Best Things to Do in Minneapolis Minnesota

Minneapolis is the powerhouse of economics and culture of Minnesota and has plenty to offer to its residents and its visitors, whether they’re single or with family. Couples can stay in luxurious hotels, eat in fancy cafes and restaurants, go on scenic hikes and bike rides, and enjoy innumerable free attractions Mill City has to offer. 

If you’re considering visiting or moving to Minneapolis, some knowledge about the city and its culture may help you get a long way. This article aims to serve as a travel guide to Minneapolis’ visitors, offering insight into numerous attractions and fun things you can do in this magnificent city. 

About Minneapolis

About Minneapolis 

Minneapolis, the county seat of Hennepin CTY, is the most populous city in the state of Minnesota and much trendier compared to its twin-city, the quieter Saint Paul, the state’s capital. Geographically, it lies on both banks of the Mississippi River and features numerous bodies of water, a chain of lakes, wetlands, creeks, waterfalls, and numerous park systems. 

Population-wise, the 16 counties making up Minneapolis and St. Paul-Bloomington metro area has approximately 3.6 million residents. The entire region, consisting of 22 counties in total, has a combined four million residents. 

The city itself is anchored in music and performance arts. It’s home to the Guthrie Theater and the First Avenue nightclub. The live music scene of Minneapolis is particularly lively, considering that numerous folk, funk, and alternative rock musicians originate from the region, most notable of which are Bob Dylan and Prince. 

About Minnesota

Beyond the Twin Cities, Minnesota’s appeal as a vacation or living destination lies in its natural beauties. Dubbed the “Land of 10,000 lakes,” Minnesota boasts its miles upon lines of lakes and woods, drawing out the outdoor enthusiasts with its natural treasures, making it one of nature’s most beautiful playgrounds. 

Minnesota is perfect for individuals who like kayaking, canoeing, and mountain biking. However, if you prefer paved tracks, Minnesota offers over 4,000 miles of scenic bike paths and hiking trails. If you’re into more traditional sports, fishing and hunting have a longstanding history in Minnesota, and considering its temperate climate and numerous bodies of water; the entire state appeals to ice fishermen. 

What Makes Minneapolis a Great Place to Live?

People are flocking to Minneapolis due to its low cost of living, a very strong job market, incredible outdoor adventures, and rich cultural life. 

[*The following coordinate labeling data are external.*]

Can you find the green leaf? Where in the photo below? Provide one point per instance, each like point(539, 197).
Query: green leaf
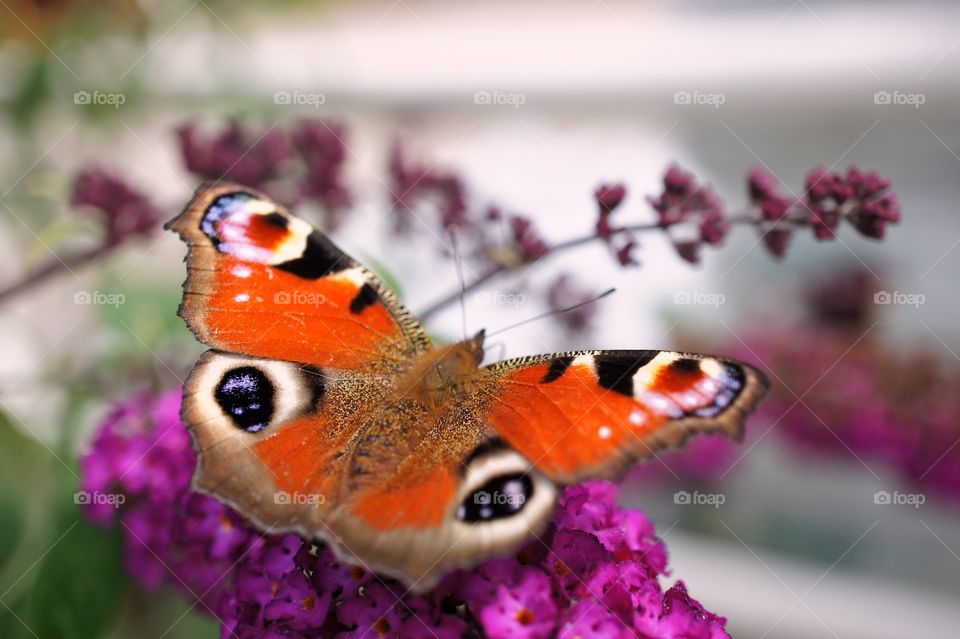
point(79, 583)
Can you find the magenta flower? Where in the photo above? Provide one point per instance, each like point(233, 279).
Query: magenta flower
point(690, 213)
point(861, 198)
point(594, 572)
point(124, 211)
point(323, 151)
point(251, 158)
point(412, 185)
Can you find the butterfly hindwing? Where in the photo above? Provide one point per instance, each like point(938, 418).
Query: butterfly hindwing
point(264, 283)
point(592, 413)
point(338, 457)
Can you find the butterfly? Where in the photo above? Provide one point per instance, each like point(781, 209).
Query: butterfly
point(323, 408)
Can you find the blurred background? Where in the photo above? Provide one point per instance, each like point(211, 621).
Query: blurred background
point(837, 517)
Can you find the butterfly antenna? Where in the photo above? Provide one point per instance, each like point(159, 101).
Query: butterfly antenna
point(607, 292)
point(463, 285)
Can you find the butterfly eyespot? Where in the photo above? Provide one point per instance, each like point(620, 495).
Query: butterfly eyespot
point(246, 396)
point(500, 497)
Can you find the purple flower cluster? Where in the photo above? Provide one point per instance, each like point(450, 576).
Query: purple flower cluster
point(304, 164)
point(593, 573)
point(125, 212)
point(619, 238)
point(690, 212)
point(857, 399)
point(411, 184)
point(861, 198)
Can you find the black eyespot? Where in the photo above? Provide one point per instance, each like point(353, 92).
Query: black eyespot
point(246, 395)
point(500, 497)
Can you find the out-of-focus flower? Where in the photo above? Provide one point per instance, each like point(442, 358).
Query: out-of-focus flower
point(236, 154)
point(618, 238)
point(775, 228)
point(829, 197)
point(412, 185)
point(125, 212)
point(565, 293)
point(858, 403)
point(594, 571)
point(322, 148)
point(690, 213)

It’s worth mentioning that Minneapolis residents spend approximately 21% of their household income on living expenses, which is significantly lower than what New York residents are paying. For example, the median income in New York is only $2,000 higher, but housing costs in New York are more than 97% more expensive than Minneapolis housing costs. However, there are some expensive home sales in Minneapolis

The affordable cost of living in MN is further complemented with a lively food scene, and if you’re a foodie, you’ll love Minneapolis. All that delicious food is best washed down with some craft beer, and Minneapolis has an incredibly strong brewery culture, which birthed more than 80 different breweries located around the city. 

We already mentioned a strong job market in Minneapolis, with Target and Hennepin Healthcare being the largest employers in the city.  Thanks to the large and well-designed network of highways, and very well-managed and practical infrastructure, you’ll get to work in no time. 

What really makes Minneapolis a great place to live is the abundance of fun things to do. You can literally pack your calendar; the summers are reserved for the Minnesota State Fair, endless music and art festivals, and very vivid nightlife. However, winter isn’t without its charms; people make ice sculptures, there are winter carnivals, and endless winter sports like cross-country skiing, pond hockey, and ice fishing. 

If you’re not a winter person, you might want to consider someplace more tropical. Before going down the “buy my house Minnesota” on local real estate listings, please contact Mill City Home Buyers — we buy houses Minneapolis residents are looking to sell promptly and for cash. 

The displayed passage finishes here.